The Duo for violin and cello is a bit of an outlier on this disc being the only work that involves strings. The piece is well executed and serves as a great sonic break for the vocal pieces. The composition is lithe and intense, disquieting and expressive. The first disc closes with the solo piano work Aitsi and Scelsi’s piano music, once again, has the ability to captivate with extremely little surface activity. The opening punctuations of Aitsi are sudden and harsh, at first obscuring the delicious amplified distortion. After several thwacks, though, the vibrant electronic sounds nourish the chords into longer and richer lifespans.
Disc two of this set is comprised of solo piano works composed about a decade before anything on the first CD (with the exception of the short 2 years between Suite #11 and Tre Canti Popolari). In Piano Sonata #4, from 1942, I can hear the aural conflict between the musical language of the time and the language Scelsi would later develop. The first movement is thorny and jagged but the low register melody meanders in an unusually drunken-yet-focused way. Movement two, with its open harmonies and tenderly dark melody, hints at the expressive power of his later compositions while the final movement is spastic and rough with a singular trajectory.
Suite #11 is a real trip.
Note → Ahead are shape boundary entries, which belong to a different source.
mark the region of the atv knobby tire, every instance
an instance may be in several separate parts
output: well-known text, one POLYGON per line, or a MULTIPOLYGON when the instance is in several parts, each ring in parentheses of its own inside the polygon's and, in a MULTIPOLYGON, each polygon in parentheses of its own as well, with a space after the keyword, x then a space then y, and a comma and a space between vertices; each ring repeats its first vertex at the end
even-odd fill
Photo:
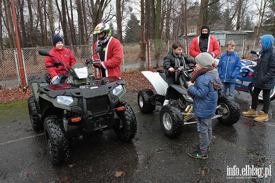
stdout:
POLYGON ((229 95, 221 95, 218 98, 217 106, 221 107, 217 109, 216 114, 222 114, 218 118, 220 123, 226 125, 237 123, 240 117, 240 106, 236 100, 229 95))
MULTIPOLYGON (((251 85, 252 85, 252 84, 251 85)), ((254 88, 254 87, 251 86, 249 90, 249 93, 250 93, 250 95, 251 96, 252 96, 252 91, 253 90, 254 88)), ((260 94, 259 95, 258 99, 259 102, 263 102, 263 100, 262 99, 262 91, 261 91, 260 93, 260 94)), ((275 87, 274 87, 274 88, 272 89, 270 92, 270 101, 272 101, 274 99, 275 99, 275 87)))
POLYGON ((125 110, 119 112, 122 113, 120 117, 123 121, 123 126, 122 127, 115 127, 114 131, 119 139, 124 141, 129 141, 134 138, 137 133, 137 119, 130 105, 123 101, 120 101, 119 105, 125 107, 125 110))
POLYGON ((45 119, 44 129, 51 161, 55 165, 65 162, 69 147, 62 120, 56 116, 49 116, 45 119))
POLYGON ((165 105, 160 111, 160 124, 165 135, 170 138, 176 138, 183 131, 184 121, 182 113, 173 106, 165 105))
POLYGON ((28 99, 28 108, 32 128, 37 131, 43 130, 43 124, 38 116, 33 96, 30 97, 28 99))
POLYGON ((152 104, 150 100, 150 97, 153 95, 154 92, 150 89, 143 89, 138 93, 138 103, 141 112, 151 113, 156 109, 156 106, 152 104))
To my ears, I hear Scelsi experimenting with alternate ways of organizing and expressing his musical nature. Each of the nine movements contains a stream-of-consciousness feel that keeps the piece, however loosely, from breaking apart into musical atoms. The energies present in the piece reminds me of the rugged atonal expressionist American composers from the early 20th century such as Ruggles and Ornstein – the time when free atonality was brash and expansive instead of smug and superior (but maybe I’m romanticizing that a bit). Suite #11 is wild, unhinged, and Johan Bossers plays it with the right amount of control and furor.